I needed to write a social media post to promote a speaking event and I froze. I couldn’t authentically celebrate my small professional accomplishment on a platform where I had just read another post grieving lost progress. This is what came out.
It feels catastrophic to lose PDXWIT and Women Who Code, but we persist.
We go back to work; product has to ship.
We work in teams; no one does it alone.
We keep learning.
We share what we know and leave this practice a little better than we found it.
This year, I’ll speak to audiences in real and virtual spaces about Humanizing FinOps, Learning to Collaborate by Unlearning Anti-Patterns.
Is this tech talk a response to AI? Yes and no. Isn’t everything in 2024 some kind of response to it?
And… would there be a need to humanize any topic whether or not AI were in the air? Of course there would be.
I borrowed the term from “Humanizing Tech” - a podcast produced by volunteers of the now defunct Portland Women in Technology, PDXWIT. They renamed the podcast from “Breaking the Glass Ceiling” around the time that they were revising their mission. Perhaps the leaders at the time realized that the language of an older wave of feminism over-emphasized the identity of cisgender women, to the erasure of our non-binary and gender fluid members.
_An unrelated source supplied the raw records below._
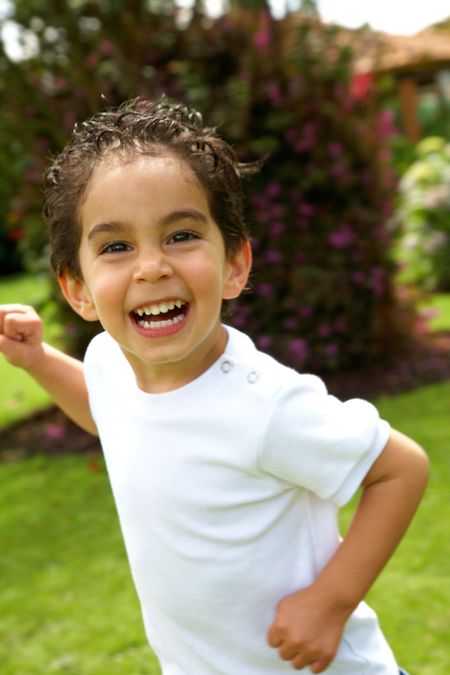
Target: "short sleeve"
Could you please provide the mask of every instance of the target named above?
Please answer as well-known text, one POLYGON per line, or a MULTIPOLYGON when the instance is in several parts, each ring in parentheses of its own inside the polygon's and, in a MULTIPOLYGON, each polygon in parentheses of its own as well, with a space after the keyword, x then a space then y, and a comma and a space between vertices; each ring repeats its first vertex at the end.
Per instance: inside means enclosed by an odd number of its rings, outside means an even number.
POLYGON ((299 375, 274 400, 260 467, 341 506, 357 491, 389 434, 389 424, 371 403, 342 402, 319 378, 299 375))

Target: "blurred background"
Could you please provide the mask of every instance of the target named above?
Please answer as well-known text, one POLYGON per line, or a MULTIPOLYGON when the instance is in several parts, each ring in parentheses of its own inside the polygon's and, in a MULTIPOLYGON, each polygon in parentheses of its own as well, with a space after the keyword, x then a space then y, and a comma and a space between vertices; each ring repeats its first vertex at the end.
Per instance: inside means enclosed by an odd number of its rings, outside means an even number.
MULTIPOLYGON (((0 35, 0 302, 36 306, 78 356, 98 330, 59 295, 41 205, 49 157, 93 113, 165 94, 264 158, 245 186, 251 290, 226 320, 430 450, 428 501, 374 604, 412 675, 448 675, 447 3, 0 0, 0 35)), ((98 446, 4 360, 0 400, 2 672, 158 673, 98 446)))

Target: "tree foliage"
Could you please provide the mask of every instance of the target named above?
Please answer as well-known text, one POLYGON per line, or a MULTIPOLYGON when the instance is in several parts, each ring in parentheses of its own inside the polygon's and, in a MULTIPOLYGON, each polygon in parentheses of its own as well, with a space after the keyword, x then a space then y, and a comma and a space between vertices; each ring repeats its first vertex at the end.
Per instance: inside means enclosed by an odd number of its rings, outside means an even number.
POLYGON ((242 159, 265 158, 247 186, 252 292, 229 320, 284 361, 319 371, 401 348, 410 327, 389 256, 391 120, 370 79, 353 76, 336 28, 238 8, 212 21, 199 3, 186 22, 156 0, 17 0, 15 20, 35 52, 18 63, 1 56, 1 125, 22 151, 9 222, 24 230, 29 265, 46 260, 49 152, 105 101, 165 93, 198 107, 242 159))

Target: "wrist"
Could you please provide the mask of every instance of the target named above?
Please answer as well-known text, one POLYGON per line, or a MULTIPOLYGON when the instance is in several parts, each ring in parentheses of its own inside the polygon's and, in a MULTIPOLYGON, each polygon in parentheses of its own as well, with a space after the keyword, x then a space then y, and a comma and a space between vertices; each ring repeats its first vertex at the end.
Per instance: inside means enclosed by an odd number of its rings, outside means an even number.
POLYGON ((41 344, 36 347, 36 350, 33 353, 32 358, 28 364, 23 366, 23 369, 27 371, 31 377, 37 377, 42 374, 46 369, 46 362, 49 356, 49 345, 41 342, 41 344))

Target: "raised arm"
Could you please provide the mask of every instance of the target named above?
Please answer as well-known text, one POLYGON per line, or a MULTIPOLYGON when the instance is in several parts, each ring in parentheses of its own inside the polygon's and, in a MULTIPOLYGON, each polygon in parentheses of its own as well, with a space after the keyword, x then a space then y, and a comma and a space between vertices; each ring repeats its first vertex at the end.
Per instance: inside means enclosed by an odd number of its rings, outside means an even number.
POLYGON ((268 641, 295 669, 323 672, 336 655, 345 622, 391 557, 416 511, 428 459, 410 438, 392 431, 362 484, 347 535, 312 586, 278 605, 268 641))
POLYGON ((76 424, 97 435, 83 363, 42 342, 42 322, 27 305, 0 305, 0 352, 23 368, 76 424))

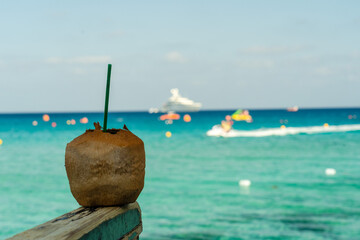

They put their trust in the community, recognized that harm had been done, and embraced change to be more inclusive.
To me humanizing is always a process of unlearning, of dismantling practices that diminish the humanity of
anyone. It is my way of speaking the unspoken complicity with casual dehumanization that we witness every day.
dehumanization
_n. any process or practice that has the effect of reducing human beings to the level of mechanisms or nonhuman animals, especially by denying them autonomy, individuality, and a sense of dignity. —dehumanize vb.__
The words we use are important enough for Github to change the name of their default primary branch to main from master in 2020, the year none of us can ever forget. In a name, one of the most impactful tools in devops perpetuated a casual dehumanization and they agreed to stop.
My talk will cover a practice we now call FinOps - and the way I practice is informed by what I learned I could no longer unsee about the world we practice in.
We can’t really talk about advancing careers or making progress, breaking barriers or ceilings of any material, if we haven’t recognized our own safety and privilege. It’s uncomfortable. It’s always a little bit risky. All this comes with growth.